Die Ausstellungen brachten erstmals einer breiteren Öffentlichkeit die Wirklichkeit des Warschauer Ghettos, der Deportationen und der Vernichtungslager nahe. Sie dokumentierten diese nicht nur, sondern klärten zudem über die Notwendigkeit des Prozesses gegen die verantwortlichen KZ-Wächter auf – auch angesichts der Stimmen, die die Vergangenheit „endlich“ ruhen lassen wollten. Dass die Ausstellungen die Taten der Angeklagten behandelten, wurde seitens der Strafverteidiger als Vorverurteilung kritisiert. Andere sorgten sich, dass die Ausstellung wegen der Zusammenarbeit mit osteuropäischen Museen und dem Internationalen Auschwitz Komitee kommunistisch beeinflusst sei. Die Ausstellungsmacher reagierten darauf mit geringfügigen Veränderungen, kamen jedoch nicht der Forderung nach Schließung nach.
Generalstaatsanwalt Fritz Bauer während der Eröffnung der Auschwitz-Ausstellung 1964 (Foto: Werner Schindler)
Auschwitz in Frankfurt:
Aufklärung und Entsetzen der Ausstellungsbesucher
Begleitend zum ersten Frankfurter Auschwitz-Prozess hatten die Ausstellungen „Warschauer Ghetto“ (1963) und „Auschwitz – Bilder und Dokumente“ (1964) in der Paulskirche das Ziel, die bundesdeutsche Öffentlichkeit über die Wirklichkeit der Verbrechen aufzuklären. Nach Jahren des gesellschaftlichen Schweigens lösten sie Erschütterung aus – gerade bei den jüngeren Generationen. Beide Ausstellungen waren sehr gut besucht und wurden später in vielen anderen Städten gezeigt.
Wie wurde Auschwitz thematisiert? Und was wurde gezeigt? Neben historischen Dokumenten und Gegenständen sind es insbesondere übergroße Fotografien, die in den Ausstellungen sehr eindringlich wirken. Die Bilder des Warschauer Ghettos, der KZ-Häftlinge und des Lageralltags sollen aufrütteln und für sich selbst sprechen. Die schwache Beleuchtung im Sockelgeschoss der Paulskirche erzeugt eine düstere Atmosphäre.
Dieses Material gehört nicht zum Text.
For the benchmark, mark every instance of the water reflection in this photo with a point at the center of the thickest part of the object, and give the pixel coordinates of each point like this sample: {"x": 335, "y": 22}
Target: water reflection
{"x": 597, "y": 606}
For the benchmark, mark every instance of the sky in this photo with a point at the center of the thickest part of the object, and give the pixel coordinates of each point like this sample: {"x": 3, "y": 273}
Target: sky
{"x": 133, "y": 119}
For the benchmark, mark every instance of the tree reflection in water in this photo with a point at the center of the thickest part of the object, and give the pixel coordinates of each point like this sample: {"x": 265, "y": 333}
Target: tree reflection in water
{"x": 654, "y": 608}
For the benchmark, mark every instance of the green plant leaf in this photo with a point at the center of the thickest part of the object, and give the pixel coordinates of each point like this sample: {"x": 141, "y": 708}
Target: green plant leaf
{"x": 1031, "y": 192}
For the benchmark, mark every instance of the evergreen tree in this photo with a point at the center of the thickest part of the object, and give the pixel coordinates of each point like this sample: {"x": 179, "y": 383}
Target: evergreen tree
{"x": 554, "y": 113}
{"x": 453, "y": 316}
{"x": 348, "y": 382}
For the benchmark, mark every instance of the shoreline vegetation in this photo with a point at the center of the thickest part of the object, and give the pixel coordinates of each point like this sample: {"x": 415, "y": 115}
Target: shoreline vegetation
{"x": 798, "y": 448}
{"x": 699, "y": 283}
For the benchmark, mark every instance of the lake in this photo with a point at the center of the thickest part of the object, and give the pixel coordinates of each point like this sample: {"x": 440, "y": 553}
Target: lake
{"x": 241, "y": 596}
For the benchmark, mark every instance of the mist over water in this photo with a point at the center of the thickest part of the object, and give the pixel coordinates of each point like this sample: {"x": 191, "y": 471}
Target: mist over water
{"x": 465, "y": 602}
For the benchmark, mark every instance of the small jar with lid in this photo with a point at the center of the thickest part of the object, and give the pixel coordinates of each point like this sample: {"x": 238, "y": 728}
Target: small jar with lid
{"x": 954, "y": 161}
Dadurch wirken die dargestellten Verbrechen wie aus einer finsteren und weit entfernten Vergangenheit. Hinzu kommt, dass die meisten Fotos von Tätern stammen und deren Blick auf die Inhaftierten wiedergeben. Kaum eine abgebildete Person wird mit Namen identifiziert. Was also sollen diese Fotos bewirken? Die Besucherinnen und Besucher emotional berühren und Entsetzen auslösen? Die beiden Ausstellungen haben dasselbe Problem wie der Auschwitz-Prozess selbst: sie kreisen um die Verbrechen derjenigen, die im Warschauer Ghetto und im Konzentrations- und Vernichtungslager Auschwitz ihren Dienst versehen hatten. Die Mitwirkung der breiten Bevölkerung wie auch die traumatischen Langzeitfolgen, mit denen die Überlebenden zu kämpfen haben, werden indessen nicht thematisiert.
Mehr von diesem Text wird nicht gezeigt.